Ingrid et Henry ont regagné Glasgow jeudi dernier, mais nous les reverrons bientôt, pour la naissance.
Je me porte bien, même si ces dernières semaines sont plus fatigantes pour moi. Il y a eu, bien sûr, un certain stress lié à l'ouverture du restaurant, un peu d'agitation ici, mais c'est surtout parce que désormais, le bébé est lourd et que je ne peux plus m'activer autant qu'au cours de l'été. Cela n'est pas une découverte pour toi et je sais que tu imagines bien ce que je peux vivre en ces journées. Néanmoins, je passe de bons moments avec Mummy qui s'active à cuisiner, à préparer encore des bocaux pour l'hiver. Bientôt m'a-t-elle dit, elle commencera à faire de la compote qu'elle conserve aussi en bocaux, avec les premières pommes qui vont tomber et qui sont souvent un peu abîmées, qui ne se conserveront pas très bien. Cela donne déjà l'eau à la bouche que d'imaginer les bonnes odeurs qui envahiront alors sa cuisine.
Cette fin d'été à Fort William est vraiment très agréable.
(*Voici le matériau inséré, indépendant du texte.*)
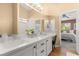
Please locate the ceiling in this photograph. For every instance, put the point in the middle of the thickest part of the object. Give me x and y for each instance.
(57, 8)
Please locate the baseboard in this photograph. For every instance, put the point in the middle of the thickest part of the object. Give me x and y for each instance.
(57, 45)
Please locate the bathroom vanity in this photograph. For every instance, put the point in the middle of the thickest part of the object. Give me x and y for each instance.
(24, 46)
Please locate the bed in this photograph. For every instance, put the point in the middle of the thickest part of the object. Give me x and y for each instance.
(68, 36)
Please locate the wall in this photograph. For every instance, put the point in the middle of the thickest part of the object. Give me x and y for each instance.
(23, 12)
(5, 18)
(72, 22)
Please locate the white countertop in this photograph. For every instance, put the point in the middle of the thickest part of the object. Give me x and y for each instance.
(13, 43)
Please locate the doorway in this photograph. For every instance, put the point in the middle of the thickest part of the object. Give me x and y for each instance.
(68, 33)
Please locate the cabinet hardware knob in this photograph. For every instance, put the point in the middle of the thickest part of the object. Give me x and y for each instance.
(42, 44)
(34, 46)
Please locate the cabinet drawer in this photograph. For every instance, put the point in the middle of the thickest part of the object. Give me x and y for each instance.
(41, 52)
(41, 44)
(41, 48)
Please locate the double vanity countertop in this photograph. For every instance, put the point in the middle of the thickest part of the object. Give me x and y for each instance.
(14, 42)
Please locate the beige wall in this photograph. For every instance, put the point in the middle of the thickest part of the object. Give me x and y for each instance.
(8, 17)
(5, 18)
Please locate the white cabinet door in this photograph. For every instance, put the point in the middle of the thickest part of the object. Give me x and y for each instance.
(25, 51)
(49, 45)
(41, 48)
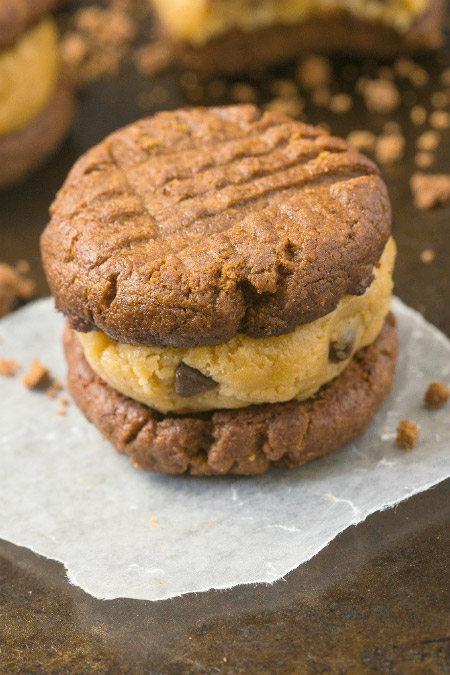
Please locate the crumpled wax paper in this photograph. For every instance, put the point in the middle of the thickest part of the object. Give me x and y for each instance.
(67, 495)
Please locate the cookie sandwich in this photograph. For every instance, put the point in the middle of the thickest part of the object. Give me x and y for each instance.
(230, 36)
(37, 106)
(227, 276)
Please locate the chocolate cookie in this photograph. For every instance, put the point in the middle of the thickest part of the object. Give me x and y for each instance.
(27, 148)
(190, 227)
(18, 15)
(246, 441)
(239, 51)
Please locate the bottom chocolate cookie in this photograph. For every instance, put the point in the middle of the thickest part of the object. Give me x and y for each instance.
(238, 51)
(246, 441)
(24, 150)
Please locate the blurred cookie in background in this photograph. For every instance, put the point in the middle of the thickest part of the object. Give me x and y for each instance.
(231, 36)
(37, 104)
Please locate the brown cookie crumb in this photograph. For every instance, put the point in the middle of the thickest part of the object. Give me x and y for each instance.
(418, 115)
(430, 189)
(54, 388)
(152, 59)
(36, 375)
(13, 288)
(424, 159)
(364, 141)
(313, 72)
(407, 434)
(389, 148)
(381, 96)
(8, 367)
(427, 255)
(429, 140)
(436, 395)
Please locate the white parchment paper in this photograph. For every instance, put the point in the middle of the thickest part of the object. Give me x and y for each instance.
(120, 532)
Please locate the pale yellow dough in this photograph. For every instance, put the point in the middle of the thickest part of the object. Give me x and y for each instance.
(28, 74)
(198, 21)
(247, 370)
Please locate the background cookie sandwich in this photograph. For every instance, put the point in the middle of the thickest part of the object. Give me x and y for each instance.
(234, 35)
(36, 105)
(227, 276)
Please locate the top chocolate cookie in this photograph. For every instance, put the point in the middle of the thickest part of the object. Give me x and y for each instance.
(17, 15)
(192, 226)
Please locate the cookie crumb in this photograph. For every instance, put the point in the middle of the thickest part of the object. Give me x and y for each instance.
(418, 115)
(8, 367)
(364, 141)
(429, 140)
(36, 375)
(389, 148)
(427, 255)
(314, 71)
(381, 96)
(424, 159)
(407, 434)
(436, 395)
(54, 388)
(430, 189)
(14, 288)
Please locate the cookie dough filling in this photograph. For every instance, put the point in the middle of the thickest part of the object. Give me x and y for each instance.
(245, 370)
(29, 73)
(198, 21)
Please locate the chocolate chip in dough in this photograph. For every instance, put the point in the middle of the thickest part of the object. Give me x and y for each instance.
(341, 349)
(190, 381)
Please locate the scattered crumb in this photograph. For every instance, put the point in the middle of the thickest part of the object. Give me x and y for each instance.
(54, 388)
(407, 434)
(97, 42)
(152, 59)
(404, 67)
(418, 115)
(36, 375)
(314, 71)
(439, 99)
(364, 141)
(13, 288)
(8, 367)
(430, 189)
(424, 159)
(427, 255)
(439, 119)
(321, 97)
(429, 140)
(389, 148)
(243, 93)
(381, 96)
(23, 267)
(293, 107)
(436, 395)
(341, 103)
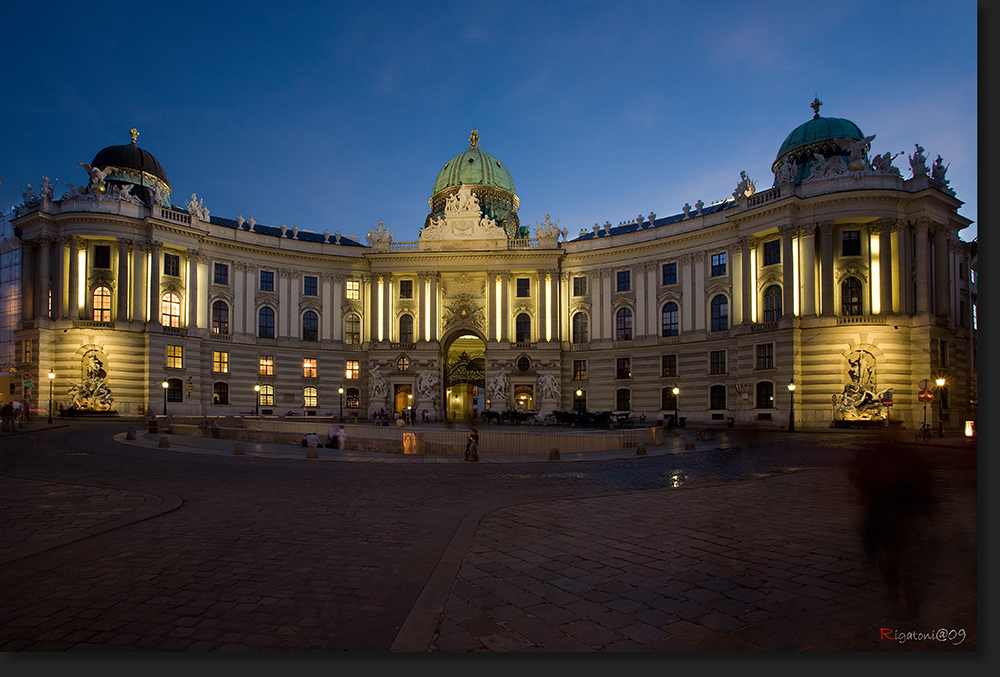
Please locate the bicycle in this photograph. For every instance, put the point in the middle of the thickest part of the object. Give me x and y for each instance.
(924, 434)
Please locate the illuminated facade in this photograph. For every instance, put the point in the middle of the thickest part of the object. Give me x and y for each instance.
(844, 277)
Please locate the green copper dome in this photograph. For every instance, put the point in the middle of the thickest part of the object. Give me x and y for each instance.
(474, 167)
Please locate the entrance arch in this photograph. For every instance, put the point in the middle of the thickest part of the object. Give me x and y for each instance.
(465, 377)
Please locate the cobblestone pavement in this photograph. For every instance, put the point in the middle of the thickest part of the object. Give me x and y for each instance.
(748, 543)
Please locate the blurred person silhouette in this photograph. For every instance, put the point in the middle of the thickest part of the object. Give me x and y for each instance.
(897, 500)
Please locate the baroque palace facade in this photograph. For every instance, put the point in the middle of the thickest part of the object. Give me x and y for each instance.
(844, 277)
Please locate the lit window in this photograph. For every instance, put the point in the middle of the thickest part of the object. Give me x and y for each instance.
(353, 289)
(718, 264)
(309, 367)
(265, 323)
(170, 310)
(310, 326)
(310, 286)
(175, 357)
(220, 318)
(102, 304)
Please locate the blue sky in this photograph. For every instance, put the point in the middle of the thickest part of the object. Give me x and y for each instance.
(339, 115)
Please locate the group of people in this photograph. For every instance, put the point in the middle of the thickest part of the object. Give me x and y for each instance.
(10, 412)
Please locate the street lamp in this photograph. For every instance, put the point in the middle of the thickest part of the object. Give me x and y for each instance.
(940, 385)
(791, 406)
(52, 377)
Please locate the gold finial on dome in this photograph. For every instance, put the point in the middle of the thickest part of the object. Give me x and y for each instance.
(815, 106)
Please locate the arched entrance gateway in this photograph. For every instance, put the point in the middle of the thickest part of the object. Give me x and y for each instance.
(465, 377)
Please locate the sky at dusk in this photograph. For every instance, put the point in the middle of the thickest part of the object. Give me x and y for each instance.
(338, 115)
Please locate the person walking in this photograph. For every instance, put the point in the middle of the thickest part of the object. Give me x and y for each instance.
(472, 446)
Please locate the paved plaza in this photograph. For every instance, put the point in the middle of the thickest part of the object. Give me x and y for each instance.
(749, 542)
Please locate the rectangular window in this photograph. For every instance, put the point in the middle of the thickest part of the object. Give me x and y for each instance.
(310, 368)
(175, 357)
(102, 256)
(850, 243)
(172, 265)
(221, 275)
(718, 264)
(717, 362)
(310, 286)
(765, 356)
(624, 369)
(772, 252)
(669, 273)
(353, 290)
(669, 365)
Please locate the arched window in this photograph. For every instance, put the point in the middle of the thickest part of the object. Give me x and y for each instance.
(670, 319)
(352, 329)
(170, 310)
(310, 326)
(623, 324)
(850, 296)
(220, 318)
(772, 303)
(717, 397)
(266, 395)
(580, 328)
(102, 304)
(265, 323)
(406, 329)
(720, 313)
(522, 326)
(623, 399)
(765, 395)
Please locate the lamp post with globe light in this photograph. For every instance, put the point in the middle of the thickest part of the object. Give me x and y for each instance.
(52, 377)
(791, 406)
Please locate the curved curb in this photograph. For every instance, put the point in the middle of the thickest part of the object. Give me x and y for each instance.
(168, 503)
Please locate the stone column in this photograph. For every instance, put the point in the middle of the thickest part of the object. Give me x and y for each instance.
(43, 281)
(29, 250)
(73, 302)
(826, 268)
(121, 283)
(787, 271)
(923, 273)
(807, 257)
(942, 264)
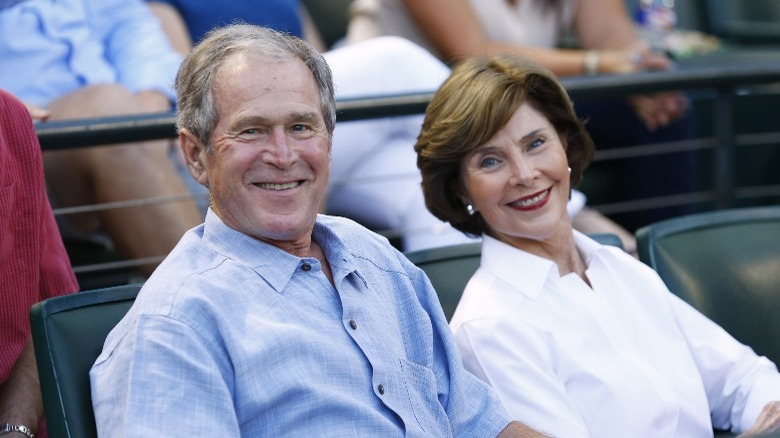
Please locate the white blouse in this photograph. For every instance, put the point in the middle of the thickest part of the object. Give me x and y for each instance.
(623, 358)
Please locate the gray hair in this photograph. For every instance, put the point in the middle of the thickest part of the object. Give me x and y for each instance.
(195, 81)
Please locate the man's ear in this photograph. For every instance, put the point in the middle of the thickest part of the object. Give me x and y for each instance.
(195, 155)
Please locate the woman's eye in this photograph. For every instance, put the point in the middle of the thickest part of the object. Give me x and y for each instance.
(535, 143)
(488, 162)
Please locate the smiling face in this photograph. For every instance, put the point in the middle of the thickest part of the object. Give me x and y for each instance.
(269, 162)
(519, 180)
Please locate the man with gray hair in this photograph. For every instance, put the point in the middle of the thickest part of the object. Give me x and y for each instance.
(270, 319)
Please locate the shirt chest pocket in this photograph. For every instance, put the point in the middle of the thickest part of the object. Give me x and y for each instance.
(421, 389)
(7, 217)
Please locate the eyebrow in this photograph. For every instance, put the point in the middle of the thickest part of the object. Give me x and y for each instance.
(489, 148)
(294, 117)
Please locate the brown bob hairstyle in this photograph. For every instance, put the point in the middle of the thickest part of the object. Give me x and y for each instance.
(473, 104)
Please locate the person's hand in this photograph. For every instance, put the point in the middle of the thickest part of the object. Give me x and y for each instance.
(37, 113)
(154, 101)
(767, 423)
(658, 110)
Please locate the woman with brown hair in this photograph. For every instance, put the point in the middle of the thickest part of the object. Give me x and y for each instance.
(577, 338)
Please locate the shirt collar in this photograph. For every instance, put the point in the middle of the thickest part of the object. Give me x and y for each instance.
(273, 264)
(524, 271)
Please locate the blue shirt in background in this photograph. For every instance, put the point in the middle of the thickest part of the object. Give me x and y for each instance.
(52, 47)
(235, 337)
(200, 16)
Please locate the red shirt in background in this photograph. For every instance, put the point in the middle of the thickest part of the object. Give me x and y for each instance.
(33, 262)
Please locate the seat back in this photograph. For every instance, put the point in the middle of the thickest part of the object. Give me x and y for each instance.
(726, 264)
(68, 334)
(450, 267)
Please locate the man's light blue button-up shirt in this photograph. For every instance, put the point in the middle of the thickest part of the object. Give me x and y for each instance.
(234, 337)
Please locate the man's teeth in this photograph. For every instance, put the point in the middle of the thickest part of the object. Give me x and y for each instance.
(534, 200)
(278, 186)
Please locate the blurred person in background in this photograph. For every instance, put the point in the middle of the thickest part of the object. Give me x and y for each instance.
(76, 59)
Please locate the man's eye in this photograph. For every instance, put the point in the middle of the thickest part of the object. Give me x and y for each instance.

Nous avons encore des températures douces, même si les averses sont plus fréquentes. Il ne fait pas froid du tout et nous pouvons encore profiter de belles éclaircies au jardin. Je m'y installe dès que le temps le permet, pour tricoter ou lire. Je dois revoir le médecin pour un contrôle la semaine prochaine. J'espère que le bébé est désormais bien placé et qu'il ne se retournera pas d'ici la naissance... C'est ma principale préoccupation pour l'heure...
Je vais également profiter de cette journée pluvieuse pour écrire à Kenneth et à Granny, leur donner les mêmes nouvelles qu'à toi.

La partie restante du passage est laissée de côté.